The city’s planning and housing committee met this month to discuss implementing a new bylaw legalizing the construction and renting out of garden suites. Several homes in the GTA already have such structures such as carriage or coach houses as part of existing properties, and the new bylaw would allow for their construction.
The city endorsed the review with recommendations to staff to come back in the second quarter of 2021 with policy options that would need to be approved by Toronto City Council to permit garden suites in the city of Toronto as well as a plan to grandfather in existing garden suite and coach house dwellings.
It is one more tool in an effort to create more affordable housing in the city along the same lines as the recent push for laneway suites.
Advocacy group the Laneway Project works to maximize the use of existing spaces by turning them into living quarters, but not everyone has a back laneway with a structure feasible for such suites.
Michelle Senayah, executive director of the Laneway Project, sees an opportunity in the use of garden suites as affordable and accessible housing. More than that, Senayah stresses the importance of neighbourhoods offering a patchwork of housing options.
“I live in Little Jamaica, and it’s a mix of apartments, single-family homes, walk-ups, basement apartments and various other types of housing all coexisting. It’s what makes the neighbourhood so vibrant and it’s essential to the community,” she said.
Toronto banned the use of garden suites as housing in the 1950s. Senayah attributes the decision to outlaw the suites as a reflection of 1950s urban planning.
“Urban planning in the 1950s was very segregated,” she explained. “Everything kind of had its place, and nothing was ever mixed. Some good came from segregating buildings — you wouldn’t want a tannery next to a daycare — but our city is very different today than it was in the ’50s.”

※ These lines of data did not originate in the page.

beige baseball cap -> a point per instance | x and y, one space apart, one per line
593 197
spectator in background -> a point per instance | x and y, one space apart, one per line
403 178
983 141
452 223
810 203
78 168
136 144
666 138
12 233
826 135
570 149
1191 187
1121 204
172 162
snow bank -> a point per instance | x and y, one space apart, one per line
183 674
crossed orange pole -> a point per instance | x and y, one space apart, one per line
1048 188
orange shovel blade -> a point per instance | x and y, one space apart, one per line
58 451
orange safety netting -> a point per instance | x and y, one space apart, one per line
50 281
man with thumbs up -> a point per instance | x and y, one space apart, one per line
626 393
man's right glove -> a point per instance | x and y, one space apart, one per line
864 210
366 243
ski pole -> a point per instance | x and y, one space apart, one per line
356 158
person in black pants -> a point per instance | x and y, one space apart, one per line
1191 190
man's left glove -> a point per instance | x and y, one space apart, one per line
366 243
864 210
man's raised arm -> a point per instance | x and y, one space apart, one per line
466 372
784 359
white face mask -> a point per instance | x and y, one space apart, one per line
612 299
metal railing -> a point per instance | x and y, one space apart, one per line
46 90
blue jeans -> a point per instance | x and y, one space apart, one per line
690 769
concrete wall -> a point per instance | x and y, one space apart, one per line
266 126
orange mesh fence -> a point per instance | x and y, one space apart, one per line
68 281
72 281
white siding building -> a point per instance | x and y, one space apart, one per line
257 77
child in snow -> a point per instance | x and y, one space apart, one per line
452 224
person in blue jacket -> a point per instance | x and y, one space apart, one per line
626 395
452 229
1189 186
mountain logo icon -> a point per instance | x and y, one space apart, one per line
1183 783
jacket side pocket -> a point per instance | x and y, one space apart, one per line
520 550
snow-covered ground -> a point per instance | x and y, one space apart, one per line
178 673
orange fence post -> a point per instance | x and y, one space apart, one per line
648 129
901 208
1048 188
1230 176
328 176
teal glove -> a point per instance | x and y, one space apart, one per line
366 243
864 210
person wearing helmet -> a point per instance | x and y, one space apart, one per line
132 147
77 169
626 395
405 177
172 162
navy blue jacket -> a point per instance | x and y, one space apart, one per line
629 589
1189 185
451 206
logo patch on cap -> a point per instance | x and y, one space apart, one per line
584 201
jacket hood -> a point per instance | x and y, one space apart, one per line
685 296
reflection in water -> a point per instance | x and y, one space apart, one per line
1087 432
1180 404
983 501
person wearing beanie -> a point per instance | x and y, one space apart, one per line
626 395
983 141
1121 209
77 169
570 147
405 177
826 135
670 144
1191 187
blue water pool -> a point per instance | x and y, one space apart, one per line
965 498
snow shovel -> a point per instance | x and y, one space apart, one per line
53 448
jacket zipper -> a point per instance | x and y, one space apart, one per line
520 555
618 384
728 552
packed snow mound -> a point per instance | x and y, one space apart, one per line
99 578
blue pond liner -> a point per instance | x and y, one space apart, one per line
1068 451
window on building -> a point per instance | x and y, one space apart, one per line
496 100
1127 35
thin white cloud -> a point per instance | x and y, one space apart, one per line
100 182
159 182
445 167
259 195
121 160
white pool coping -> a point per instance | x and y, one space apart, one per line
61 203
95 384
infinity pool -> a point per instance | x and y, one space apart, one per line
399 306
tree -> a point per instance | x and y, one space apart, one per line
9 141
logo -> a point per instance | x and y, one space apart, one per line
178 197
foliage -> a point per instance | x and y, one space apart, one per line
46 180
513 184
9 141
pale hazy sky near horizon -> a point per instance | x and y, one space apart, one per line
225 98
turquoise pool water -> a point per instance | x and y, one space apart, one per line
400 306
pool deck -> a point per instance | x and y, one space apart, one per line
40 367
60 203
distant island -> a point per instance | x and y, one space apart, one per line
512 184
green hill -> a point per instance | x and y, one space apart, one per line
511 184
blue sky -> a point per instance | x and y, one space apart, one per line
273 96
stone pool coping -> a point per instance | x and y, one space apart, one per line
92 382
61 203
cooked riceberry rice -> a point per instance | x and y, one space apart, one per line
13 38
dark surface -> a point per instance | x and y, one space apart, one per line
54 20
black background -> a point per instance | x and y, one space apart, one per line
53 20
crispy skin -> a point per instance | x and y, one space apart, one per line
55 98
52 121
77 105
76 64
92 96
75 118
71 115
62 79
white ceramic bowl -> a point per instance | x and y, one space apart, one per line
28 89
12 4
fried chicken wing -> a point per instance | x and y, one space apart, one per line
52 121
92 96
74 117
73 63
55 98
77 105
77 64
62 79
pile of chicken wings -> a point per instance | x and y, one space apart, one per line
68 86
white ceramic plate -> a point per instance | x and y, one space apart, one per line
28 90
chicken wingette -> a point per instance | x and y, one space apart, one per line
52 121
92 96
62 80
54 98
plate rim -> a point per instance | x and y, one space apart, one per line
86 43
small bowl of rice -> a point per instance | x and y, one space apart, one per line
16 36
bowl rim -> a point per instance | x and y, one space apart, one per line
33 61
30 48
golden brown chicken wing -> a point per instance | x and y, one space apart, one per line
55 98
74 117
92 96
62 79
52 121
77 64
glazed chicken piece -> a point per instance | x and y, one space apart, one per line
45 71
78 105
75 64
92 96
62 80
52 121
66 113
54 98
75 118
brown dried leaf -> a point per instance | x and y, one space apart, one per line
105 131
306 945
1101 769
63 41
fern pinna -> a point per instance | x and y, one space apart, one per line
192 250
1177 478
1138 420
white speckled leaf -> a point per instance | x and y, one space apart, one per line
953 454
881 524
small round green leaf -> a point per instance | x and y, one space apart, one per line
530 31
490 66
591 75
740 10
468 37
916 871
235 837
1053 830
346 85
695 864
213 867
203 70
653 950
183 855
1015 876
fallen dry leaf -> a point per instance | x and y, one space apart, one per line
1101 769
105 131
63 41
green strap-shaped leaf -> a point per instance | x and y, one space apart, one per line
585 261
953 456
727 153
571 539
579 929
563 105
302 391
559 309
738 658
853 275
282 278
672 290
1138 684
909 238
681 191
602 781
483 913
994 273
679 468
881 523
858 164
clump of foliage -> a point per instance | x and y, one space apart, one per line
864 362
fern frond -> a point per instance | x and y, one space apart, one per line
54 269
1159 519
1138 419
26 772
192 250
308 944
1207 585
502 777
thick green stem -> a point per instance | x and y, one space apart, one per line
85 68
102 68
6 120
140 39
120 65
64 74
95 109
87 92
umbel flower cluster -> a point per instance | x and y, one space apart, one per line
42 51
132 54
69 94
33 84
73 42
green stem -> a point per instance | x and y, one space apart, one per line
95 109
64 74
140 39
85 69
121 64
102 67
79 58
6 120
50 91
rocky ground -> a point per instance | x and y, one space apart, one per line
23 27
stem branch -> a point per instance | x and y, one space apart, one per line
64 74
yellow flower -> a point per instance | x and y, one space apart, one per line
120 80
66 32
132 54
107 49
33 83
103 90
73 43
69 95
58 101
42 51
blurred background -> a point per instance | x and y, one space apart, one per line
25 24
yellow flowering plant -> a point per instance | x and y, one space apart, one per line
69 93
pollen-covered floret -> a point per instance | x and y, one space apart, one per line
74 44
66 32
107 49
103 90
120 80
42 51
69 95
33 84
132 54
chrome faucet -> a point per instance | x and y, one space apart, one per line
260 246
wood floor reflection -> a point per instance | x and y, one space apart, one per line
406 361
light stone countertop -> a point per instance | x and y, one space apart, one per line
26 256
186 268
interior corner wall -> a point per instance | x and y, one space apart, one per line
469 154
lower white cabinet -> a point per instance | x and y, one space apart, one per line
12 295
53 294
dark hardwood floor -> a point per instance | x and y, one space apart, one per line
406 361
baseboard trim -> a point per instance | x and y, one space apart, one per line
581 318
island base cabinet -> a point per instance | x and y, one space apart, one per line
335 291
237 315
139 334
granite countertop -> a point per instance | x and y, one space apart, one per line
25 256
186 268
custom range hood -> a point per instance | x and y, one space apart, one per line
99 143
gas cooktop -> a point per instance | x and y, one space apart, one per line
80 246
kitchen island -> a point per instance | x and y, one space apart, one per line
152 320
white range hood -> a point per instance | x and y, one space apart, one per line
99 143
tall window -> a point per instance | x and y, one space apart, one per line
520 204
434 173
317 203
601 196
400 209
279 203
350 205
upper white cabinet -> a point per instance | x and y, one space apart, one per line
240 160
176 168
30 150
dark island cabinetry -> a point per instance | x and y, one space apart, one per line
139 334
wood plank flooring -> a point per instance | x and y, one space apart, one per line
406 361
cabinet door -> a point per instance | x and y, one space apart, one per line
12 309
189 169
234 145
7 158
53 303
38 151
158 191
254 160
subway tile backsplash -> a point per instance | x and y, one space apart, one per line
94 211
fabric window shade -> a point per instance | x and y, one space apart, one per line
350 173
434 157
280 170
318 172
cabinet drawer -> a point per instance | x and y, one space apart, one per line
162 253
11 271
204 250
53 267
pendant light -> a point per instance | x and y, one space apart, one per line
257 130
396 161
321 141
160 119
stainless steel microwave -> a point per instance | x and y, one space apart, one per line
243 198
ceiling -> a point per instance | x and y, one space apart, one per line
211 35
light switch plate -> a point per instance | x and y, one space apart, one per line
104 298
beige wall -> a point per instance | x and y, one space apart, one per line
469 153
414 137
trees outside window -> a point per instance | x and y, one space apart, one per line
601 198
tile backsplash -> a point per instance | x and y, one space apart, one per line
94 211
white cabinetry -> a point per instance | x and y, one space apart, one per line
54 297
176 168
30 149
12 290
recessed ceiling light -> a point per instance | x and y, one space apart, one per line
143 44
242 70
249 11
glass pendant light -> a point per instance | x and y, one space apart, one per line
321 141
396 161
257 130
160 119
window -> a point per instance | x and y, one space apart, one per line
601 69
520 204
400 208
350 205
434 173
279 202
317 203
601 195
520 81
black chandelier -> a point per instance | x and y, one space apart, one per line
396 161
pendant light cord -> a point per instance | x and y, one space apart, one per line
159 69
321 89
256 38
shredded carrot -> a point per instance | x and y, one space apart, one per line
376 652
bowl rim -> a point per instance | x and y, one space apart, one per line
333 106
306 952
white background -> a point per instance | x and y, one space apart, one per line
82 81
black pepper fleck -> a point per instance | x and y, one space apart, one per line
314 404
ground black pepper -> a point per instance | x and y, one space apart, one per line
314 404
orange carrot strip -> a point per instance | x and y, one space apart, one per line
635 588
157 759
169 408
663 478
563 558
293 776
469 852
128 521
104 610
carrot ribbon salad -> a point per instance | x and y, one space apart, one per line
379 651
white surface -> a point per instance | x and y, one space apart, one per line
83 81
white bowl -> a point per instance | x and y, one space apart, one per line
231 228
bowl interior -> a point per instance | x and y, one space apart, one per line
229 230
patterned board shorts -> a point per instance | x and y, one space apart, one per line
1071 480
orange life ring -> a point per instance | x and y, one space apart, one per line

Other cities across Canada have recently legalized garden suites, including various cities in British Columbia as well as Ottawa in Ontario. Senayah said that those who might oppose Toronto making such a move are likely only doing so out of fear of change.
“I think a lot of people are hesitant to change. Many of these [garden suite] structures already exist; they’re small in scale. We aren’t talking about massive highrises,” she explained. “I don’t want to detract from anyone’s valid concerns, but I believe a lot of those fears can be readily addressed.”
In cities across the globe, those opposed to the construction and use of garden suites have cited concerns that suites may turn into low-income housing, but Senayah pointed out that the construction of a garden suite is an expensive endeavour that would require a return on investment and notes that bylaws would be in place to ensure any new construction fits the current landscape of a neighbourhood.
“The average cost of building a new garden suite is $250 per square foot,” Senayah said.
She said a good use of garden suites is by seniors seeking to live independently in a neighbourhood they’re familiar with or by younger people who cannot afford single-family or other currently available housing options.
“Garden suites allow seniors to remain in their neighbourhoods,” Senayah said. “If a senior has outgrown their home, for example, they may choose to build a garden suite and rent out the larger home.”
Overcrowding in neighbourhoods is another reason why some people are opposed to garden suites as housing options, but that may not be a valid concern in most Toronto neighbourhoods. Through research in collaboration with Ryerson University, the Laneway Project team discovered that many resources in several communities are underused.
“Libraries and community centres in many of these neighbourhoods aren’t being used to their full potential,” she said.
Senayah wants to get people used to the idea of different housing types being essential to a city’s survival.
“Single-family homes and condos are nice,” she said, “but if we don’t start developing new housing tools that help us add a wider variety of housing to our neighbourhoods, our city will become a museum.”